Other subjects can present similar challenges. Nick Read, professor of fungal cell biology at the University of Edinburgh, has lost count of the number of times that colleagues at parties have used the same old gag: "May I introduce you to Nick Read? He's a fun guy - he studies mushrooms!"

So how does he recover from this unpromising start? What usually follows, he says, is a discussion about edible and sometimes magic mushrooms.

"If the discussion continues, I tend to direct it towards the importance of fungi in our lives - human and crop diseases, symbiotic relationships with plants, biotechnology and so on - throwing in various anecdotes along the way, for example that most people with Aids die from fungal infections or that the largest organism on the planet is a fungus.

"I usually wait until I get asked before telling them about my teaching or my research interests in understanding how fungi grow and how fungal diseases are initiated."

Does it sometimes get annoying to have to "sell" his field to people who basically aren't interested?

Not at all, says Read. "I don't have any problems 'jazzing up' my subject to other people. I have to do it all the time with undergraduate students during teaching to get them interested and sucked into what I am passionate about scientifically."

Nonetheless, it is clearly a delicate balancing act to talk about a highly technical topic with passion and enthusiasm without alienating fellow revellers. Those without particular social skills are often wise to stick to safer party environments, where no one can spring the dreaded "What do you do?" question on them.

For those who are bold enough to get away with it, on the other hand, introductions can offer opportunities to play with images and identities.

"I'm not ashamed of being a scientist," says Rivka Isaacson, senior scientist at the Imperial College Drug Discovery Faculty.

"Sometimes it is fun to baffle people and use words you know they won't understand. Other times I explain myself in a very accessible way with loads of analogies and they say, 'Oh wow, it's so nice to meet a scientist who can couch things in normal terms,'?" she adds.

"One of my aims in life is to dispel the geeky image of scientists - despite the fact that there really are loads of geeky scientists - because I know many more scientists who are extremely well-rounded than arts people.

"If I make people guess my job, they always say art/media/journalism, which makes me glad," Isaacson says. She admits, however, that "it is probably the pink hair that does it".

That such issues are of more than casual concern to her is evident from the novel she has been working on, "all based on truth", where similar questions are prominent. Isaacson's heroine is a biophysicist, Kathryn Rich, whose "latest book is entitled Synchrotron Radiation for Dummies".

"A common characteristic among scientists," the fictional biophysicist reflects, "is their reluctance to admit the nature of their profession.

"I myself have claimed a large variety of alternative occupations when I've thought I could get away with it. I once met a biophysicist who, in an attempt to impress girls at parties, claims to be one of those Red Adair-type firemen who fearlessly tackle oil fires.

"My own wishful fantasies tend less toward the heroic, having professed in my time to be an academic in various of the arts, a dry-cleaner, a dental receptionist and a childminder, among other things. When embroiled in brief encounters such as those with seat neighbours on aeroplanes I've been known to give chapter and verse on my imaginary PhD thesis, Blood Is Thicker than Water: The Influence of Sibling Rivalry on the Novels of Margaret Drabble and A.S. Byatt, a pet interest of mine, which sounds infinitely more glamorous than the title of my real thesis, Biophysical Studies of Amyloidosis.
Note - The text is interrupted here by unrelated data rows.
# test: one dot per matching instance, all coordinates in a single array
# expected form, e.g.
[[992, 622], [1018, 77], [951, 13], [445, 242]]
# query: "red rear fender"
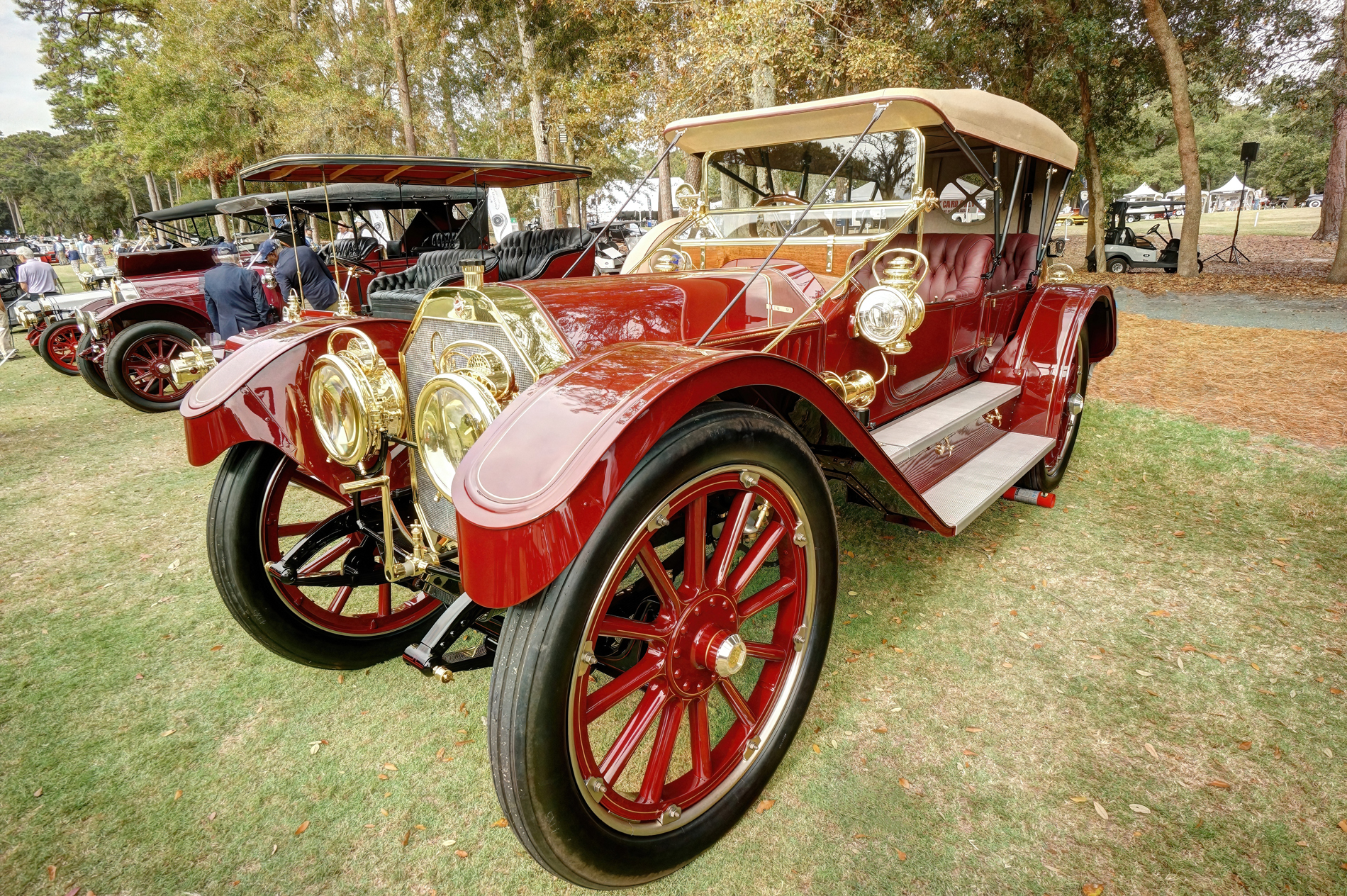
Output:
[[260, 393], [532, 489], [1037, 356]]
"Whence stemmeth this disinclination to identify with what is, after all, a noble enough profession that has produced many a breakthrough in its time? Fear of being thought nerd-like, horror of having one's brain-power overestimated, dread of introducing a conversation-stopper? I'd certainly answer yes to all of the above," says Isaacson's heroine.

There are times when it is easier to be an accountant or a dentist than an academic.